40. Egois

7 0 0
                                    

Shinki membungkuk rendah penuh penyesalan. "Maaf, Ayah ... aku gagal menjaga Yumiko."

Gaara berdiri tegak di hadapan Shinki, sorot matanya tenang. “Ini bukan salahmu, Shinki. Ada hal-hal di luar kendali kita.” Dia tak berniat menyalahkan anaknya. Dia tahu Shinki sudah berusaha semampunya, dan sebagai seorang ayah sekaligus pemimpin, dia paham bahwa bukan hanya hasil yang penting, tetapi juga usaha yang telah dilakukan.

Gaara memasuki ruangan perawatan Mita, berdiri di ambang pintu dan menatapnya dengan perhatian. Mita—yang kini telah kembali ke wujud kucing—terbaring lemah di petiduran. Napasnya terengah-engah, membuat Gaara tak tega melihat penderitaannya.

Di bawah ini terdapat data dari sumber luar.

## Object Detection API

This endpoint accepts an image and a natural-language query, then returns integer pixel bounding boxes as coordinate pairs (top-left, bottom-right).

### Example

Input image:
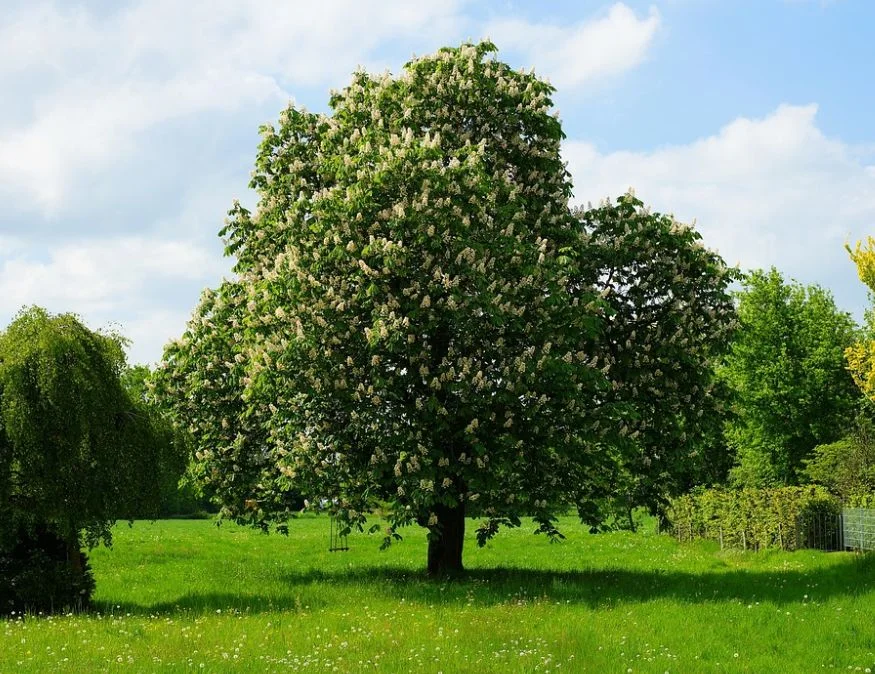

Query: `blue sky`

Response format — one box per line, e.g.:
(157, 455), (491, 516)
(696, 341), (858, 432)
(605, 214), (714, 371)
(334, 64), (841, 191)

(0, 0), (875, 363)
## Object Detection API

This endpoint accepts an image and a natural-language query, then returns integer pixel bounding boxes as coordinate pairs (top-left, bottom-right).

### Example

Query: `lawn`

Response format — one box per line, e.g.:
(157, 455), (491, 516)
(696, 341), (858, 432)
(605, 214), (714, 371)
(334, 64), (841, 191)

(0, 517), (875, 674)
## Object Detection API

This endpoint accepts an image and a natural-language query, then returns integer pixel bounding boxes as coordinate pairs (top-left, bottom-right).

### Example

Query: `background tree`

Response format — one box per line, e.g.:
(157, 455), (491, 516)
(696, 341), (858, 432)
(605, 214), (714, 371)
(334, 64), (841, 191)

(845, 236), (875, 401)
(721, 269), (859, 486)
(121, 365), (206, 518)
(0, 308), (178, 608)
(155, 43), (728, 574)
(577, 194), (738, 522)
(804, 405), (875, 502)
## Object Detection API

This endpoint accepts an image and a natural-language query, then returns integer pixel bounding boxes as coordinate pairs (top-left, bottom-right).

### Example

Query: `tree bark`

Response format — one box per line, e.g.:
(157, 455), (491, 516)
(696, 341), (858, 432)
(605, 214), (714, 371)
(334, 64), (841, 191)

(67, 531), (85, 578)
(428, 503), (465, 578)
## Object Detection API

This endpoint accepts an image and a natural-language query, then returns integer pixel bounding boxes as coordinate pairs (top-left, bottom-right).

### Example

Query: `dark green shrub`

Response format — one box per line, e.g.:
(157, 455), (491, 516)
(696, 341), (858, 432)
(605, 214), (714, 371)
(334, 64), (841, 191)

(667, 485), (841, 550)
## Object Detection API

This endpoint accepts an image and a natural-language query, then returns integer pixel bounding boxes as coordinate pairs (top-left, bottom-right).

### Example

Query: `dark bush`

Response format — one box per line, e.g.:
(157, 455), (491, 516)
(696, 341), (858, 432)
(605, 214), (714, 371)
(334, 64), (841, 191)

(0, 529), (94, 615)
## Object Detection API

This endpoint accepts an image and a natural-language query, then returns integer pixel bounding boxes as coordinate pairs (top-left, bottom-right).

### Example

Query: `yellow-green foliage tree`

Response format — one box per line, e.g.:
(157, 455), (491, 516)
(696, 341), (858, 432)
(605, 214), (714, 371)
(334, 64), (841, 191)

(845, 236), (875, 400)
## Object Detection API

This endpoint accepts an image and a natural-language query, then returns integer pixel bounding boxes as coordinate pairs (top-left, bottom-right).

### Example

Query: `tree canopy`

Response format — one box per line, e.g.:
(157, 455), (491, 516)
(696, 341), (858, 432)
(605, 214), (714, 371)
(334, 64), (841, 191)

(155, 43), (732, 573)
(0, 307), (178, 608)
(721, 269), (860, 486)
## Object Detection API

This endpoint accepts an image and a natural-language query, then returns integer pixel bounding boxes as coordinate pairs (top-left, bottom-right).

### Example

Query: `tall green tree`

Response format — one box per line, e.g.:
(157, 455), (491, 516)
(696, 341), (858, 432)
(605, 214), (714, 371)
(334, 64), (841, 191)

(155, 43), (731, 574)
(722, 269), (860, 486)
(0, 308), (178, 608)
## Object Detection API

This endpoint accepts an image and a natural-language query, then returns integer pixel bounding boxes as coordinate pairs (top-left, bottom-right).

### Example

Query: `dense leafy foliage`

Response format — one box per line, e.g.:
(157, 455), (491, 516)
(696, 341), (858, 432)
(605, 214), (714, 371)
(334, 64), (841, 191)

(668, 486), (841, 550)
(155, 43), (732, 570)
(578, 195), (737, 511)
(721, 269), (860, 486)
(0, 308), (180, 608)
(804, 409), (875, 503)
(121, 365), (212, 517)
(845, 236), (875, 400)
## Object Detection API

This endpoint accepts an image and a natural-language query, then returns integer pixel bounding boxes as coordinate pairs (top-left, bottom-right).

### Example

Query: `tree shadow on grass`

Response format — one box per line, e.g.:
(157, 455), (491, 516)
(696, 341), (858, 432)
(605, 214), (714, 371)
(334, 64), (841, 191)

(104, 555), (875, 615)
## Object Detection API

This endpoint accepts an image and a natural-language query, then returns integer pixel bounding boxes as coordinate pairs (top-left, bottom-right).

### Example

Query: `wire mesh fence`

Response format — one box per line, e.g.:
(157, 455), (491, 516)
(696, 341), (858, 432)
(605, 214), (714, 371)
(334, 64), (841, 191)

(796, 508), (875, 552)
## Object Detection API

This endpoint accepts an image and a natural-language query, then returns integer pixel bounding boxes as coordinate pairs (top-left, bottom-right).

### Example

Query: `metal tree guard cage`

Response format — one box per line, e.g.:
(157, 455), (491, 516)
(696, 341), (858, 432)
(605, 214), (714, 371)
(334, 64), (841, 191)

(328, 515), (349, 552)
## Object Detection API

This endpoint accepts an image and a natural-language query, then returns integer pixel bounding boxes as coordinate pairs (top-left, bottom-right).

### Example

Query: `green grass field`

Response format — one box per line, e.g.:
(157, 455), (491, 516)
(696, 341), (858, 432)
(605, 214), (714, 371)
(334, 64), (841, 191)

(0, 518), (875, 674)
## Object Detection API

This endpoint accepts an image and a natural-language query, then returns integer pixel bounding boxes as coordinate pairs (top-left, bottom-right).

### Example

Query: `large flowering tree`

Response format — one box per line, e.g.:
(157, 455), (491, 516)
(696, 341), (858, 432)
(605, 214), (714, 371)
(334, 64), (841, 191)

(0, 307), (182, 614)
(155, 43), (729, 574)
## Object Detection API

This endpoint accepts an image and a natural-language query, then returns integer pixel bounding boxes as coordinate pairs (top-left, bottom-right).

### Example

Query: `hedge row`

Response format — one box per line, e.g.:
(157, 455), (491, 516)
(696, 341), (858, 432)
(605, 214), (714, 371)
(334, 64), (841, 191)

(667, 485), (842, 550)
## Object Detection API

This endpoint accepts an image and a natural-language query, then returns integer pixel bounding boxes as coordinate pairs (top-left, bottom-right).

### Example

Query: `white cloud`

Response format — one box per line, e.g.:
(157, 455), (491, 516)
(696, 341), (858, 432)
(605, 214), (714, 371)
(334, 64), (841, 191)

(564, 105), (875, 308)
(0, 236), (226, 361)
(487, 3), (660, 89)
(0, 0), (461, 214)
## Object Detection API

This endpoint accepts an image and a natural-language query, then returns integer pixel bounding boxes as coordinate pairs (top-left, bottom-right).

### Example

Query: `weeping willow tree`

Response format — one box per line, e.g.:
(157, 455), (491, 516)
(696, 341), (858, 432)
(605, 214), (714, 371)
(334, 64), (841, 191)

(0, 308), (178, 611)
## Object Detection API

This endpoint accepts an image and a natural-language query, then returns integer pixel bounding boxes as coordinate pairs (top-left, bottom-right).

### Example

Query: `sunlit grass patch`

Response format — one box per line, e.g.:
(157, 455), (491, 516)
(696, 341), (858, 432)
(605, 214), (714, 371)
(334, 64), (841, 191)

(0, 518), (875, 673)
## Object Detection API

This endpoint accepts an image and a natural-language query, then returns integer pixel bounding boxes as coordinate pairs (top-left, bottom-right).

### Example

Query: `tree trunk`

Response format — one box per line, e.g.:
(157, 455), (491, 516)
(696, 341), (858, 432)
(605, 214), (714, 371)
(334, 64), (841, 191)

(428, 503), (465, 578)
(67, 531), (85, 578)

Kini, kenyataan tentang Mita yang dapat bertransformasi menjadi kucing, atau sebaliknya, telah terungkap. Para medis dan sesepuh desa telah mengetahui rahasia Gaara tentang kekasihnya, dan dampak dari penemuan ini mulai terasa di seluruh Sunagakure.

Gaara mengepalkan tinjunya kuat, hingga buku jarinya memutih, menahan amarah dan keputusasaan yang bercampur aduk dalam hatinya. Racun yang menjalar di tubuh Mita tak memiliki penawar. Setiap detik, racun itu kian menyebar, merenggut kehidupan Mita perlahan-lahan. 

Berbagai usaha yang dia lakukan bersama para ninja medis berujung sia-sia. Bahkan, memanggil ahli medis dari desa lain tak membuahkan hasil. “Apa yang harus aku lakukan, Mita?” gumamnya pada dirinya sendiri.

***

"Mita." Suara lembut itu menyeruak dalam kesunyian, menembus kepedihan yang menyelimuti Mita. Harapan menatapnya prihatin, seolah ingin menghapus semua rasa sakit yang menghantuinya. "Lo tahu, ada jalan buat ngilangin rasa sakit lo ini?"

Mita membuka matanya perlahan, merasakan kegelapan di sekitarnya mulai pudar. Namun, tatapannya lemah dan napasnya terputus-putus, membuatnya berjuang untuk merespons.  "Meow …?” (Gaara ...?) gumamnya, suaranya hampir tak terdengar.

"Ini gue, Harapan," balasnya dengan lembut. Mita kembali memejamkan matanya, berusaha mengusir suara itu dari pikirannya, enggan untuk terlibat dalam percakapan yang tidak ingin dia lakukan. Dalam hati, tidak ada hal penting yang perlu dibicarakan dengan sosok asing itu. Sebab Gaara akan segera menyembuhkannya.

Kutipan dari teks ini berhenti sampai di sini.